Re: Mixed seq+random worload thread

Mikhail Terekhov <Mikhail.Terekhov@xxxxxxxx> · Fri, 14 Jul 2017 14:20:22 -0400

Hi,
IMHO you mix absolute and relative caps. Here is my take on what StorScor
does in this recipe:

1. Run undisturbed RND_RD test and determine $read_tput_KBps from it.

2. Calculate absolute cap for (RND|SEQ)_WR as 10% from the above:
       $write_tput_KBps = int ( ( $write_pct / 100 ) * $read_tput_KBps );

3. Run (RND|SEQ)_WR test in background with this _absolute_ cap

4. Run RND_RD test _without_ any cap

Please try the following fio job:

[write_impact_check]
rate=,4m
bs=4k,128K
percentage_random=100,0
rw=randrw

Regards, Mikhail

On 07/14/17 12:25, abhishek koundal wrote:
Hi,
We have run multiple instances with the StorScor and yes there is a
reason MSFT is doing it and mostly every big cloud vendor caps the
drive max throughput.
I am completely in alignment with your breakdown of the code and there
is no confusion there as that is how I started to model the behavior
in FIO.
They are surely capping the reads when they do this e.g. 10% SEQ_WR ,
90% RND_RD (mixed WL), you can see that your default b/w for 90% will
close enough to 100% PURE RND_RD but still not apple to apple.
Still following the same process using MSFT recipe, In storScor  I can
clearly see that 90%RND_RD b/w is not capped as per the capping of the
SEQ_WR throughput.
e.g.

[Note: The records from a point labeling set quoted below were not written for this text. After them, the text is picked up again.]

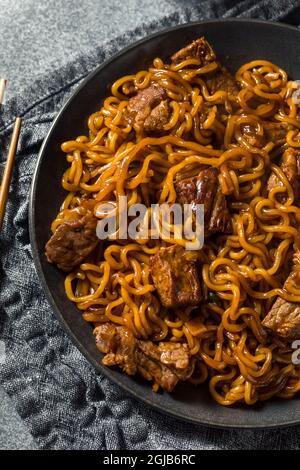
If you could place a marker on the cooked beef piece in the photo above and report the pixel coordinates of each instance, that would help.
(222, 80)
(199, 49)
(204, 189)
(72, 242)
(158, 117)
(219, 79)
(251, 136)
(296, 259)
(119, 346)
(275, 132)
(165, 363)
(284, 317)
(149, 109)
(289, 165)
(175, 277)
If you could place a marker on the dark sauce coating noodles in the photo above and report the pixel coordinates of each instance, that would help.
(243, 135)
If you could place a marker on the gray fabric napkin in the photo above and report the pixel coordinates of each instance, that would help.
(57, 393)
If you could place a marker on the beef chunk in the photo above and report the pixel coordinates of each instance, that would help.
(204, 189)
(252, 137)
(149, 109)
(222, 80)
(72, 242)
(158, 117)
(289, 165)
(199, 49)
(275, 132)
(284, 317)
(175, 277)
(166, 363)
(119, 346)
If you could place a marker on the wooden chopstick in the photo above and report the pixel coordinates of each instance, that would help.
(8, 168)
(2, 89)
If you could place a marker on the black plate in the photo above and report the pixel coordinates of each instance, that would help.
(236, 42)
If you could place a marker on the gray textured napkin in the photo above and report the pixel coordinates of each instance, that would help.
(57, 393)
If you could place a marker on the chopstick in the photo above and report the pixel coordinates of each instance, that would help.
(8, 168)
(2, 89)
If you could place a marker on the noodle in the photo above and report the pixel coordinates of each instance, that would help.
(246, 268)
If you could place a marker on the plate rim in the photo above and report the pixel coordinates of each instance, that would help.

StorScor output.
perfmon_physicaldisk_1_d:_disk_reads/sec : 6,173.32
<-------------RND_RD is not capped but will surely get impacted as its
not pure RND_RD
perfmon_physicaldisk_1_d:_disk_writes/sec : 18.49
<---------------SEQ_WR is capped based on the %/100*rd_throughput.
Read Bytes % :91.25%
<-------------------------------------------------------Tells me ~90%
RND_RD
Write Bytes %: 8.75%
<----------------------------------------------------------Tells me
~10% SEQ_RD

In case of FIO theRND_RD also get impacted with the rate capping.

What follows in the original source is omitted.